Major deviations of this design from ICU (or how I imagine it anyway)
  • ASCII mask symbols only (for ease of writing)
  • Space (internationally recommended thousands separator) instead of comma (used in ICU and Excel) as group separator (for better readability, esp. for low sighted)
    Note: it only affects masks spelling. Resulting separator is defined by locale data, which allows masks to stay as culturally neutral as possible (no hardcoded currency symbol, no hardcoded separators, no hardcoded digits, etc.)
  • Whole digit truncation is disabled: mask 0 formats 123 as 123, not as 3 (rarely needed use case, likely to induce bugs)
  • Period . is required for fixed-precision masks, e.g. #0., not #0 (allows to get rid of complexity of @ symbol and simplifies engineering notation significantly)
  • Period . is not output if no digits follow it,e.g. 0. mask formats 11 as 11 not 11. (unlikely ever needed use case, absence of which allows to simplify the design)

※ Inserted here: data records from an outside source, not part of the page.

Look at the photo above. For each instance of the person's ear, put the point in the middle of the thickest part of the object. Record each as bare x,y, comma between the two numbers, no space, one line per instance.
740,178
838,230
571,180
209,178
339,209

  • No infinite precision output (e.g. # and #E0 in ICU). If we want max precision, why are we even calling format? I find it awkward that in ICU # is infinite precision, #. is any number without fraction but with a dot (which cannot be removed?), and 0 is a single digit only. This is messy. In the case we later need this, we can just define a 16-digit mask and assign a name to it.
Design notes
  • While exponent case E/e can be resolved by the substitution character solely, x (formatted as ×) affects subsequent chars, making them superscript, so it has to become a separate mask char.
  • ? char (used for alignment) is not supported, because this hack only works for monospaced fonts. When using variable-width fonts, Excel kerns each digit separately in this mode to make digits and spaces equally wide, but fails on many fonts. It simply doesn't make sense to complicate masks if workaround still has to be implemented in GUI widgets. Proper way to align digits would be to create a sort of number-field widget based on field that would position each char individually and aligned under the dot. Gregg though thinks ? is still useful for .txt report files printed in monospace fonts and that those are still relevant. We agreed to wait until someone actually requests that for a real world task.
  • ICU recommends: "Programmers are used to the fallback exponent style 1.23E4, but that should not be shown to end-users [...] to show a format like 1.23 × 10⁴", but I don't see any support for that in their docs.
  • Multiple semicolon-delimited patterns (pos/neg in ICU, pos/neg/zero/text in spreadsheets) are not supported, because we have smart () for accounting.
  • Unicode variants of the ASCII sigils might be supported too: ¤ for $, for %o, × for x. Former two symbols are not even in the font I'm using in the editor, permille doesn't appear even in my browser font, so I imagine they are not going to have a lot of fans.